Regional balances could increase variability in the coming weeks
With the fall (autumn) shoulder season in full swing, temperatures have become inherently cooler, meaning heating demand will begin to kick in.
However, regional temperatures can vary significantly making natural gas demand particularly difficult to estimate.
Last week, total US gas demand fell as a result of reduced demand for power in the US southeast, owing to the remnants of Hurricane Ian’s gas demand destruction, while other parts of the upper east coast and northeast region saw an uptick in gas demand, primarily for heating.

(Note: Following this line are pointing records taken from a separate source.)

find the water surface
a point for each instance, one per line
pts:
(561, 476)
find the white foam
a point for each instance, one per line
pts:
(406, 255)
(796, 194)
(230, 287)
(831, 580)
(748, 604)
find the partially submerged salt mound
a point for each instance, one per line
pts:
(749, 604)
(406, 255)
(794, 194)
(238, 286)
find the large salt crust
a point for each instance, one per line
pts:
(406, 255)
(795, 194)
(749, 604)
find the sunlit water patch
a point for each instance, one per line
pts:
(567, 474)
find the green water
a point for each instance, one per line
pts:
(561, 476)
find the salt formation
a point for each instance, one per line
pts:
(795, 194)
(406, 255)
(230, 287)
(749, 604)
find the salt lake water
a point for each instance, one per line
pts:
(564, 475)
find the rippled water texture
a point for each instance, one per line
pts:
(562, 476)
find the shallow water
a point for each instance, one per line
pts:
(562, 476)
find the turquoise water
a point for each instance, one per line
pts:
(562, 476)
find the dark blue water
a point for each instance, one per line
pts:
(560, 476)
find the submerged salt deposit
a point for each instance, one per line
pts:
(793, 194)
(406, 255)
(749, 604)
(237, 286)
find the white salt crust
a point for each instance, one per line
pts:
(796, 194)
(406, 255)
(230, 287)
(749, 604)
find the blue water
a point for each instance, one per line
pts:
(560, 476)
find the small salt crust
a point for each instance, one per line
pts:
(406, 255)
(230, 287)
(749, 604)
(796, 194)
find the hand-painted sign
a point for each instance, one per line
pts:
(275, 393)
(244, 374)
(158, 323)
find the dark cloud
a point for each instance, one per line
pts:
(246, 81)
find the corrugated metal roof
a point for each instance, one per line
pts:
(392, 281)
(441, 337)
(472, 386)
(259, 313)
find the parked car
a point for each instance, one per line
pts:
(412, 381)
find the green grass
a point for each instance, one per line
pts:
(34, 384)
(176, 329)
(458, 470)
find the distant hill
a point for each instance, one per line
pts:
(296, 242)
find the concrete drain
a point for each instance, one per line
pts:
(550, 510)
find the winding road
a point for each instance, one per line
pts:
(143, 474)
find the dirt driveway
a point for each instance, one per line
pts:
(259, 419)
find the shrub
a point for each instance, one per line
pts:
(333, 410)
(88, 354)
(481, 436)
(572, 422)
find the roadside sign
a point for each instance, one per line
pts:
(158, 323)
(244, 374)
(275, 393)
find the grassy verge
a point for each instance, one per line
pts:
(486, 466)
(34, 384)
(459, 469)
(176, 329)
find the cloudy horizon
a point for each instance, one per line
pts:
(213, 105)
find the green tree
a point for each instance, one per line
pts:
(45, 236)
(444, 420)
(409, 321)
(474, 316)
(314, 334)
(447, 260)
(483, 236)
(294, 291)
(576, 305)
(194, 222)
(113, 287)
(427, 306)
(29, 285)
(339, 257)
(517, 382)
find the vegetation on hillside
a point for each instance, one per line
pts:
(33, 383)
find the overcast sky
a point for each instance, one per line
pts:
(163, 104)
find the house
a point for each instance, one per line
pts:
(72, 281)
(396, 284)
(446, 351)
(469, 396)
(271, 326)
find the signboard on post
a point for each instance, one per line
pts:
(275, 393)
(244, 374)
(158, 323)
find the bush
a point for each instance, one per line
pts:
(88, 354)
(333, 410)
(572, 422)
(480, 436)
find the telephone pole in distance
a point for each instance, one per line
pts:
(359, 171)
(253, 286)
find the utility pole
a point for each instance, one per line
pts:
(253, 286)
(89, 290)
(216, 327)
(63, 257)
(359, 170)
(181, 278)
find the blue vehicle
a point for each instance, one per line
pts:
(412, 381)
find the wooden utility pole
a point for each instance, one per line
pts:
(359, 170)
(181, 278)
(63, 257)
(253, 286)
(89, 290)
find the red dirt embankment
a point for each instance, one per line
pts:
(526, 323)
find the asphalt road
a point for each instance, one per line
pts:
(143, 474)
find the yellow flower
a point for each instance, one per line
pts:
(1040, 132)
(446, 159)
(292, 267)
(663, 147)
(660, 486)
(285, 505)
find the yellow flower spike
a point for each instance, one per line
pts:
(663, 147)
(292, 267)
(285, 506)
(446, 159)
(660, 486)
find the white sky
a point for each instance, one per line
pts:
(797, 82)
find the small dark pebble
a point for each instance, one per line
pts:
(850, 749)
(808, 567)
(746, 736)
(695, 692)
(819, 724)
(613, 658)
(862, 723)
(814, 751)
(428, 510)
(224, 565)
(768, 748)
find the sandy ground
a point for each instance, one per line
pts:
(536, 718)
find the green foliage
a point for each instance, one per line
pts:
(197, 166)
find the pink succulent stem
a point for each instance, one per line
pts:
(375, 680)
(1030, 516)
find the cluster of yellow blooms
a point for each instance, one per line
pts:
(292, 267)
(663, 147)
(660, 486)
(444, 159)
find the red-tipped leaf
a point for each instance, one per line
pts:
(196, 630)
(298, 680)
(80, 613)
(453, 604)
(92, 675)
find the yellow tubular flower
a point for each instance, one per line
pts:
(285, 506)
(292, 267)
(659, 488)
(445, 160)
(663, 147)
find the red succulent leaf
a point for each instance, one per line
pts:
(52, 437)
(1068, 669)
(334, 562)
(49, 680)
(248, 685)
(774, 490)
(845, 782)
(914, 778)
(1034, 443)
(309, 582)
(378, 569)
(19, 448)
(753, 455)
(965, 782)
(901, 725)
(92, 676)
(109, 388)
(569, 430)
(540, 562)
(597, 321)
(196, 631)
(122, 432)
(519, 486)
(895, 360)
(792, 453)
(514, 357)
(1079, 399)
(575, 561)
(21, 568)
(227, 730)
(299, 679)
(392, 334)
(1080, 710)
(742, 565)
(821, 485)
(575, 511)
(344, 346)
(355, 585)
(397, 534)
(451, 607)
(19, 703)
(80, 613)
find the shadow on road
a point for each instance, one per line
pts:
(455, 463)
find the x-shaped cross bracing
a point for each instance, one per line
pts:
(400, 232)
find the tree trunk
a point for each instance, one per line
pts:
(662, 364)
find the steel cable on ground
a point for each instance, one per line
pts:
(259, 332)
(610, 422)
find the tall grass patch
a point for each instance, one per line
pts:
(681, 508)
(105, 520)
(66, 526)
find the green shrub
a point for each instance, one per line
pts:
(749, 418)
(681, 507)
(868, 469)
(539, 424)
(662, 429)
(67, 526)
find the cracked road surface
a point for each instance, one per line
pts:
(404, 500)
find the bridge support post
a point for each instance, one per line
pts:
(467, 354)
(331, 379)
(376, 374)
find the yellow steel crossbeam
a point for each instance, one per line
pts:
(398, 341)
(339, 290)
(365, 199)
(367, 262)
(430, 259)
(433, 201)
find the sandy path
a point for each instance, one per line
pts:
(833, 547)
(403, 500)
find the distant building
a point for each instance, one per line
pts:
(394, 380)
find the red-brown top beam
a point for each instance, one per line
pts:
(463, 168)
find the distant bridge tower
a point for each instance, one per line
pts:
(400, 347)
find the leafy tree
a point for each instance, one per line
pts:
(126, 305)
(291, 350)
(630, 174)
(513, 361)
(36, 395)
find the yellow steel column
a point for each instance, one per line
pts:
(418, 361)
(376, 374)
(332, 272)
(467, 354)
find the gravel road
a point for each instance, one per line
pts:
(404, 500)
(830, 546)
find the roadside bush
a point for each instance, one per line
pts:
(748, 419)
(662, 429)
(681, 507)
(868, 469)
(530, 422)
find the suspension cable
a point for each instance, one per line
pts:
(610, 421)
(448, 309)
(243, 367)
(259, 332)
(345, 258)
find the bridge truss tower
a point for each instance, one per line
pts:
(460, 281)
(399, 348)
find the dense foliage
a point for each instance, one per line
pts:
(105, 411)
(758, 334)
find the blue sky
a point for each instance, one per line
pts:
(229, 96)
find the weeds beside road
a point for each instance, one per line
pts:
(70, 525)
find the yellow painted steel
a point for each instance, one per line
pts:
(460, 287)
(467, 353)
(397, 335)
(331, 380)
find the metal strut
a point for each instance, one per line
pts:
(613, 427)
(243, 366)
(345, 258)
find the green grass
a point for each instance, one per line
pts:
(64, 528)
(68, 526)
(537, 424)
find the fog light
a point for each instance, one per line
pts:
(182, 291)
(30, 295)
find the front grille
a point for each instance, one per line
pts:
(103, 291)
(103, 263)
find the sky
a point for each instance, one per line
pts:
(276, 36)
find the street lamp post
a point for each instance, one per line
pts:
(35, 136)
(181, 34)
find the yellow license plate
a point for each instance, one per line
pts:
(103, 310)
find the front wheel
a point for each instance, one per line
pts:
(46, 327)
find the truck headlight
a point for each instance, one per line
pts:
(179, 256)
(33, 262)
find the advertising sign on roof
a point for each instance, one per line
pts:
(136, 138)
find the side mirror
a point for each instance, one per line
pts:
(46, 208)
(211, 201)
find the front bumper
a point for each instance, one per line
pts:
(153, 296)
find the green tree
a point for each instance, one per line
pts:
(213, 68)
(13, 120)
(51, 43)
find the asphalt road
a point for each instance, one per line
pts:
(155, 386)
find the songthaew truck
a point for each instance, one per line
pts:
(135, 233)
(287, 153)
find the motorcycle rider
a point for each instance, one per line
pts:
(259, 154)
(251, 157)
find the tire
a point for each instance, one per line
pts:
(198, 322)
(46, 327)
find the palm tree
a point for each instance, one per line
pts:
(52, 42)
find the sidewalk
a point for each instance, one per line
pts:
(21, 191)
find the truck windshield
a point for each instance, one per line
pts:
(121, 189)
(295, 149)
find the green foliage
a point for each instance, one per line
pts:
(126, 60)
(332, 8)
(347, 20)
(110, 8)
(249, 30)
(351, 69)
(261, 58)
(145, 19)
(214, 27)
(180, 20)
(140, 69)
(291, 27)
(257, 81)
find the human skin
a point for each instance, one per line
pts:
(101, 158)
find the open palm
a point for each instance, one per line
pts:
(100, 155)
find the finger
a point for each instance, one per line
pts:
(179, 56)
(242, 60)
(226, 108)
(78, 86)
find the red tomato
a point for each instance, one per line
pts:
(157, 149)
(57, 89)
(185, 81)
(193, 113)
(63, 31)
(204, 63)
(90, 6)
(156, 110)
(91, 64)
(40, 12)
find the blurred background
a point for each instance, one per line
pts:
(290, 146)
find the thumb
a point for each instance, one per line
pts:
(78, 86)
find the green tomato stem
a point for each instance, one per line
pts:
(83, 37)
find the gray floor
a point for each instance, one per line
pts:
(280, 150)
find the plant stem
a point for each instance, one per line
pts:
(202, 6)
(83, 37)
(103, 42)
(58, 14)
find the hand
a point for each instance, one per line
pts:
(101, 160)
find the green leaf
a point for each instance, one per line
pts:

Total US gas demand will remain elevated for the remainder of 2022, supported by consistently high LNG exports which are expected to strengthen further once all operational facilities return to full capacity in the coming weeks.
With Freeport and Cove Point still offline, nearly 2.7 Bcfd (2 Bcfd from Freeport LNG and 0.7 Bcfd from Cove Point) has boosted shoulder season balances.
Cove Point feedgas volumes dropped to low levels at the start of October due to scheduled annual maintenance, but this year, the operator expects the facility will be offline for 17 days, returning on October 18.
This downtime is five days below the historical average of 22 days for 2019-2021. With US LNG exports critical for global balances, a favorable pricing environment is incentivizing a quick turnaround.
Henry Hub gas prices remain under $7 per million British thermal units (MMBtu), with strong demand forecasts tempered by recent gains in dry gas production and a boost in domestic supplies from ongoing US LNG facility outages.
We anticipate healthy injections into storage during the shoulder season which will support domestic inventories heading into winter and keep prices muted.
However, prices will likely stay within the current range or higher, given strong domestic gas consumption and robust demand for US exports due to gas supply disruptions in Europe.
We forecast total US storage injections this month will surpass 415 Bcf, supporting our end-of-season (EOS) outlook of 3.5 trillion cubic feet (Tcf).
However, the US is not yet past the hurricane season which technically concludes at the end of November.
If a severe weather event was to occur, it could have a material impact on supply and demand fundamentals.
In addition, any severe winter events or a prolonged winter could quickly push gas storage inventories outside of the five-year range.